Bagikan:

JAKARTA - Direktur Deradikalisasi Badan Nasional Penanggulangan Terorisme (BNPT) Brigjen Ahmad Nurwakhid mengatakan aparat penegak hukum harus mengungkap jaringan dan aktor lainnya di belakang teroris berinisial DE yang ditangkap Densus 88 di Bekasi.

"Tersangka teroris di Bekasi ini terafiliasi dengan jaringan ISIS Indonesia, memiliki peran yang cukup komplet dari ideologi yang menyebarkan konten-konten teroris di media sosial, melakukan pelatihan, memiliki berbagai senjata dan perlengkapannya hingga mendanai aktivitas terorisme," kata Nurwakhid dalam keterangan tertulis dilansir ANTARA, Rabu, 16 Agustus.

Berdasarkan aktivitas DE, kata dia, pengembangan dan penelusuran lebih jauh penting untuk mengungkap aktor-aktor terlibat lainnya.

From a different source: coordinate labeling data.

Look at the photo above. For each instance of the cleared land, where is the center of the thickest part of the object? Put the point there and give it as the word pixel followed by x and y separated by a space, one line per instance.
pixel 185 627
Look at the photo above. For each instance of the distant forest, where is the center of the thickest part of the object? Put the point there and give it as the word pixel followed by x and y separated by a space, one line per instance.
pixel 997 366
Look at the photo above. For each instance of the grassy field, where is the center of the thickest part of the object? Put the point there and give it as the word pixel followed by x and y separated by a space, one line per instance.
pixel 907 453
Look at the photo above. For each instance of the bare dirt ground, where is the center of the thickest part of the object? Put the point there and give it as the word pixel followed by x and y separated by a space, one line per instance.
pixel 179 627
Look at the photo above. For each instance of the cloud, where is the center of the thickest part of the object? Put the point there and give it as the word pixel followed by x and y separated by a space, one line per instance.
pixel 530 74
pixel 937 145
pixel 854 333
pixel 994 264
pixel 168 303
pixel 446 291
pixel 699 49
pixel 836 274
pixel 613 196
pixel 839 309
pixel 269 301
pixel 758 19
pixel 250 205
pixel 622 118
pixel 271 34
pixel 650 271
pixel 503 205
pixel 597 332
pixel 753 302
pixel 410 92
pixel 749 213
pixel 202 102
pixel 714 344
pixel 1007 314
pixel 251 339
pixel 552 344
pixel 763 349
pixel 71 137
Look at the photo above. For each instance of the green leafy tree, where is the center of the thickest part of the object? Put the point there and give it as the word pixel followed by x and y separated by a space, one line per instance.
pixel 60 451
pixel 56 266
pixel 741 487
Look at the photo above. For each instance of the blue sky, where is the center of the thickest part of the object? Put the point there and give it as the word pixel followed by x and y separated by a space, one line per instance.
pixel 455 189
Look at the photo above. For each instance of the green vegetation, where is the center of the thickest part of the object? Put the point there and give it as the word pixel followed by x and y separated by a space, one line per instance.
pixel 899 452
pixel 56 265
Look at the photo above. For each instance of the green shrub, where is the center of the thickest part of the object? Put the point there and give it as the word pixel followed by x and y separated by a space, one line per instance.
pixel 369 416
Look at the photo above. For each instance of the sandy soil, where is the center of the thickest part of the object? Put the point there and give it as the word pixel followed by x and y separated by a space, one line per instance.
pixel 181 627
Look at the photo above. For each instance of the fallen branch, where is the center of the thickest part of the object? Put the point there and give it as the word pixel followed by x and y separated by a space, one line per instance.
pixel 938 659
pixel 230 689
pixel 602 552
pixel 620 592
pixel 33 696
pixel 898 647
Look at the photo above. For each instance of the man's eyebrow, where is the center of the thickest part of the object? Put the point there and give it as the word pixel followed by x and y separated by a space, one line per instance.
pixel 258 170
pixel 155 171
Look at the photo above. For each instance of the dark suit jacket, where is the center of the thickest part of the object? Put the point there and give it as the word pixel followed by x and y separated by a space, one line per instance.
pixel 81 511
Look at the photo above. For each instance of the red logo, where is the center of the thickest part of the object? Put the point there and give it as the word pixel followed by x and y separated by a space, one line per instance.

Selain itu, sosok DE ini menjadi bukti kuat akar terorisme merupakan ideologi dan pemikiran yang dapat memengaruhi seseorang, sementara faktor ekonomi, politik, dan lainnya menjadi faktor pendukung.

"Ada banyak kasus selain DE yang tercatat sebagai pegawai PT KAI ini bahwa pelaku teror berasal dari kalangan yang memiliki pendapatan menengah yang terpapar paham radikal terorisme, artinya bukan sekadar motif ekonomi, melainkan paling inti adalah keyakinan ideologis terhadap doktrin dan ajaran terorisme," ujarnya.

Menurut dia, sangat penting untuk memahami bahwa terorisme bukan tujuan, melainkan alat dari gerakan politik bermotif ideologi yang ingin mengganti tatanan sosial politik yang ada.

Nurwakhid mengatakan pemikiran terorisme ibarat virus yang bisa memengaruhi siapa pun dan dari kalangan mana pun.

Hal lain yang perlu diperhatikan dalam kasus DE, lanjut dia, adalah soal infiltrasi kelompok teroris yang mudah masuk dalam lingkungan kerja, baik pemerintahan maupun swasta. Sebagaimana keterangan awal yang disampaikan pihak Polri, DE masuk di PT KAI setelah terpapar paham radikal terorisme.

BNPT menekankan profiling dan assessment pegawai sangat penting sejak awal masuk di lingkungan kerja.

BNPT akan terus mengembangkan alat deteksi dini dan asesmen yang bisa diterapkan di lingkungan kerja agar masyarakat maupun pemerintah tidak mudah terinfiltrasi aktor dan jaringan terorisme.

"Tidak hanya persoalan kecakapan dan kompetensi pekerjaan, kita juga harus aware terhadap mental dan ideologi seseorang dalam menerima pegawai, terutama di lingkungan pemerintahan, apalagi yang menduduki jabatan strategis," pungkasnya.